Many biotech companies finance their research through venture capital funds when in the startup phase, or by going public and issuing stock as they get bigger. But a new financing arrangement incorporating bonds — also known colloquially as securitized debt — would help mitigate the hit-or-miss nature of drug development for both companies and wary investors, Lo believes. For biotech firms, he says, “using debt financing on a relatively large scale” would bring in more funding, thus “enabling [firms] to support very risky kinds of research projects that currently [they] really can’t afford to take on.”

From the investment side of things, Lo adds, the paper shows that debt financing produces “relatively reasonable probabilities of default such that the debt can be rated and that you can make a credible case that you could market these instruments to institutional investors.”

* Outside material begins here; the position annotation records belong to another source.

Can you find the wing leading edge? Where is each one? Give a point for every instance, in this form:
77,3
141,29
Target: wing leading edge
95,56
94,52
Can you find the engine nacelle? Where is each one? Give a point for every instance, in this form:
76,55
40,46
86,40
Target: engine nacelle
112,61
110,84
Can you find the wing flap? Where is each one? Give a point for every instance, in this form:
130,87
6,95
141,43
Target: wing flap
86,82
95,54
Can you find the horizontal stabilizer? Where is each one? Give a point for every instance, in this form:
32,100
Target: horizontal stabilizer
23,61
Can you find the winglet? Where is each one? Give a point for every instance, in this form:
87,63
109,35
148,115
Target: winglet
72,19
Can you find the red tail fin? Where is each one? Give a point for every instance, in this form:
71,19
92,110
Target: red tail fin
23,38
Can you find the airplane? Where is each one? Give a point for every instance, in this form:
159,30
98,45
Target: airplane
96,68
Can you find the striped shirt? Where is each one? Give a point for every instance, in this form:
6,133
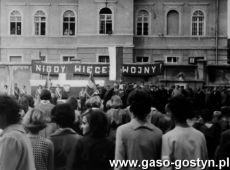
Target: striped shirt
43,151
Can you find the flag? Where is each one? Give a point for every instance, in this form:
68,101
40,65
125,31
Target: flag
91,87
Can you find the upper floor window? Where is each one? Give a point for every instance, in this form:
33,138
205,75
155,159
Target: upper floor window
15,23
198,23
15,59
143,23
142,59
40,23
173,23
106,22
172,60
68,23
68,58
103,59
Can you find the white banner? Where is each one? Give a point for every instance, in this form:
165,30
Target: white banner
113,62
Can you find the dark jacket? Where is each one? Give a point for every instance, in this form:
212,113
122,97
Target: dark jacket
93,154
64,140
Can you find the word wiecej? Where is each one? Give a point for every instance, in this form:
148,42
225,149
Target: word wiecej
81,69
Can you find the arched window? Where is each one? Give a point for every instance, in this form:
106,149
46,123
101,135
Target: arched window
198,23
68,23
173,23
15,23
142,23
106,22
40,23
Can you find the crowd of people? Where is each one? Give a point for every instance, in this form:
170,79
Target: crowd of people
122,122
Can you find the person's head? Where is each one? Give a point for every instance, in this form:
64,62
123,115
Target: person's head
30,100
63,115
179,108
73,102
95,101
40,87
24,103
140,103
9,111
95,124
35,122
116,101
45,95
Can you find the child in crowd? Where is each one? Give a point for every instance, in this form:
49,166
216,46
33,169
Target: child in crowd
43,149
183,142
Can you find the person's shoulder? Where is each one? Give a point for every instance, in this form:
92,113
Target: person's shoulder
157,130
125,128
226,133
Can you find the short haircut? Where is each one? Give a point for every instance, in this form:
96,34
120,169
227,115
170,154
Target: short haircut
72,101
180,108
10,108
30,100
98,123
24,103
45,95
140,102
63,115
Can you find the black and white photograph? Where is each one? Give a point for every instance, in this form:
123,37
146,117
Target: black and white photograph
114,84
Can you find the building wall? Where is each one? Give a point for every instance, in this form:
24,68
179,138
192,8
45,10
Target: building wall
87,43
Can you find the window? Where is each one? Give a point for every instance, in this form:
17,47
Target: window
172,60
173,23
68,58
40,23
143,23
193,60
15,23
16,59
106,22
68,23
43,58
103,59
198,23
142,59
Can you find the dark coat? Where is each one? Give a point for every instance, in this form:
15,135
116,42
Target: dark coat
64,140
93,154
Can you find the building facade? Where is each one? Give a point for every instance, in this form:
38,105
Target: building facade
189,36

Beyond the valley of death

The MIT research uses cancer drug research and development between 1990 and 2011 as a model for the wider industry. After crunching numbers on biotech investments, revenues and production patterns for oncology drugs, Lo and his co-authors found that a megafund between $5 billion and $15 billion in size could yield average annual returns from roughly 9 to 11 percent for the equity portion of the fund, and 5 to 8 percent for the debt portion of the fund.   

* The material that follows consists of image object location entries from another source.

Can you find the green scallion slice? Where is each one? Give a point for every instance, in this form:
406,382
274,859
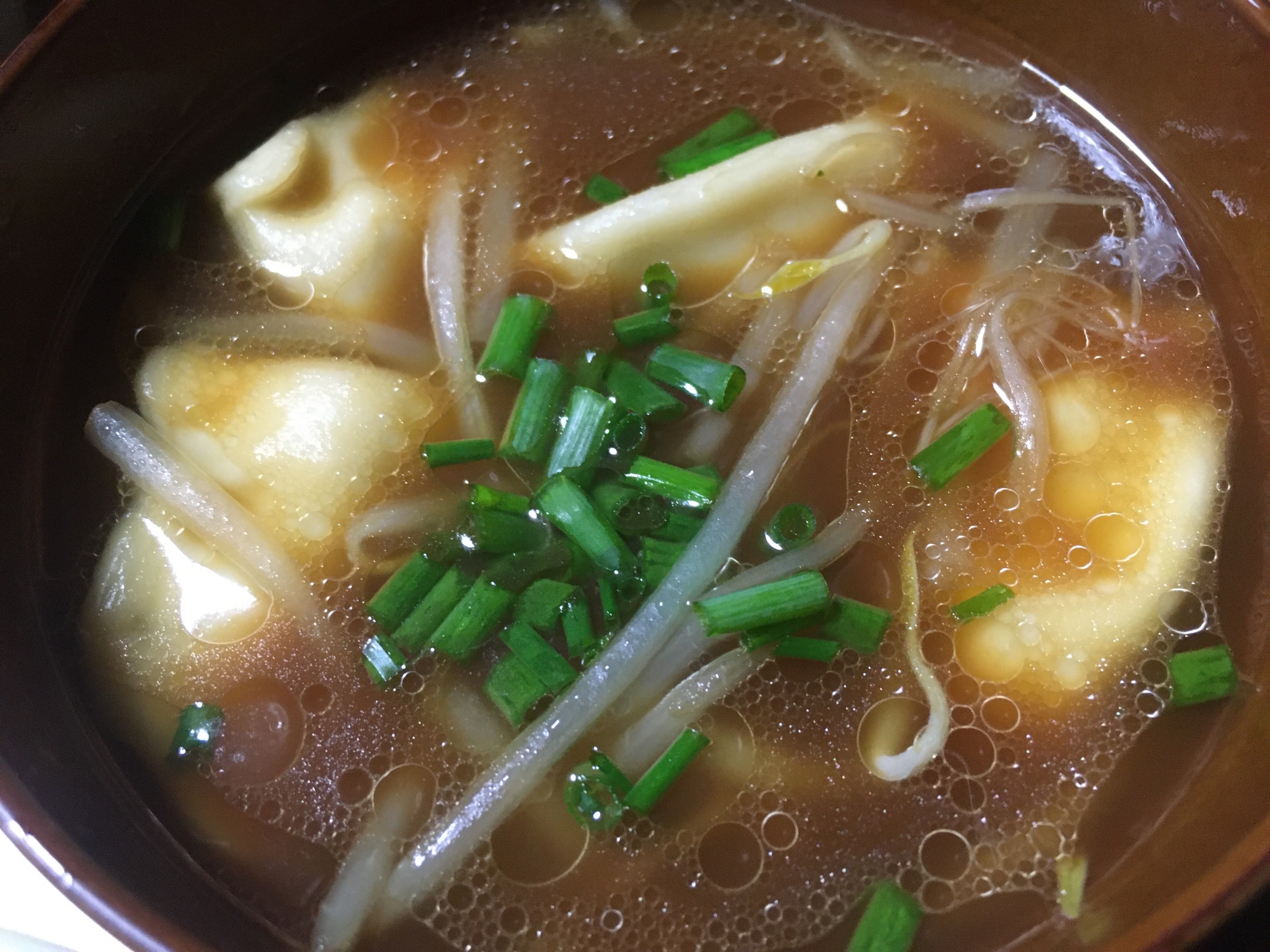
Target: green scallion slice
199,728
704,379
535,418
578,634
542,604
857,625
539,657
604,190
736,125
515,690
792,527
658,558
647,327
638,394
491,498
680,527
690,489
890,922
970,440
399,596
634,512
796,597
982,605
719,154
591,369
594,793
581,445
576,516
808,649
418,628
383,659
627,437
497,532
660,777
1205,675
660,285
473,621
457,451
516,334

“We basically tried to put together a simulation that an investor might want to see in order to gauge the risk and reward for investing in these drugs,” Lo says.

The key to those returns, the paper emphasizes, is that a megafund would constitute a long-term investment in biotech, in contrast to stockholders who may expect increasing quarterly earnings. The funding vehicle would be aimed at riding out the ups and down of particular firms and drugs, and producing solid returns over many years.

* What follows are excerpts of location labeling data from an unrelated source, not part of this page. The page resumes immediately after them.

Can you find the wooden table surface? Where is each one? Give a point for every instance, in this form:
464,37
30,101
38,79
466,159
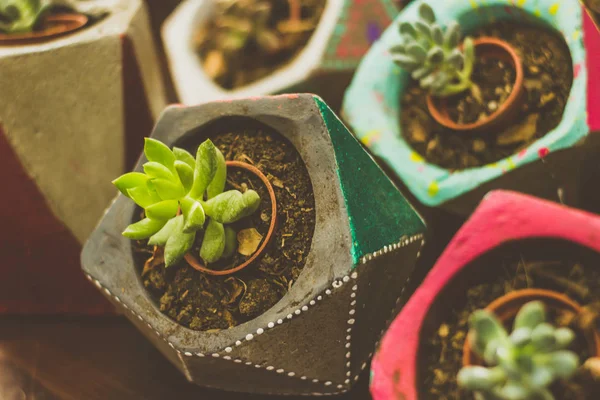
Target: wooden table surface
57,358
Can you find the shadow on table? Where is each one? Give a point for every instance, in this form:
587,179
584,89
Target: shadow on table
98,359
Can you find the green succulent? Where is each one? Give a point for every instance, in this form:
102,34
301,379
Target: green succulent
433,56
18,16
173,180
522,365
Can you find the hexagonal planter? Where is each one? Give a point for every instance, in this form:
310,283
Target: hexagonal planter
506,226
549,168
89,106
360,259
325,66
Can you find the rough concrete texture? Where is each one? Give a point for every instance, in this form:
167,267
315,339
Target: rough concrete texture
73,112
320,335
62,110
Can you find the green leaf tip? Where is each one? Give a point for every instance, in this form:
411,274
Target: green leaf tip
522,365
182,195
433,55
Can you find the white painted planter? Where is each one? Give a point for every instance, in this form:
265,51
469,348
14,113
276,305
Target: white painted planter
194,86
69,107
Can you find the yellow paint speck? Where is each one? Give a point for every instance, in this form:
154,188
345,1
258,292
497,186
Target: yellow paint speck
511,164
433,189
415,157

On the industry side, the megafund concept helps address the problem people in many industrial sectors call the “valley of death” — that is, the challenge of taking promising lab research and developing it into viable products. In 2010, the authors note, the biotech industry spent about $48 billion on basic research, and $127 billion on clinical development, but only about $6 billion to $7 billion on so-called “translational” efforts to transform lab research into drugs that enter clinical trials.

“There’s plenty of money for basic research, there’s plenty of money for Phase III clinical trials,” Lo says. “There’s not a lot of money for the process in between, and that’s what we’re hoping to support.”

In addition to Lo, the authors of the paper are Jose-Maria Fernandez, a researcher at MIT Sloan’s Laboratory for Financial Engineering, and Roger Stein, a research affiliate at MIT Sloan and managing director for research and academic relations at Moody’s Corp.

Evolving finance for an evolving industry

The impetus for the paper, Lo says, came in part from recent personal experience: His mother died of cancer last year, and Charles Harris, who funded his professorship, died of cancer two years ago. Working on new ways of financing is, in part, Lo’s “way of coping” with the fact that “you feel helpless when your friends and family are stricken with cancer.”

The megafund idea, as the authors note, faces several hurdles that would need to be addressed, from effective management of the funds to “proper controls” in the regulatory arena, especially surrounding the sale of prospective biotech securities. Still, the paper has received a positive reaction from executives in the biotech industry.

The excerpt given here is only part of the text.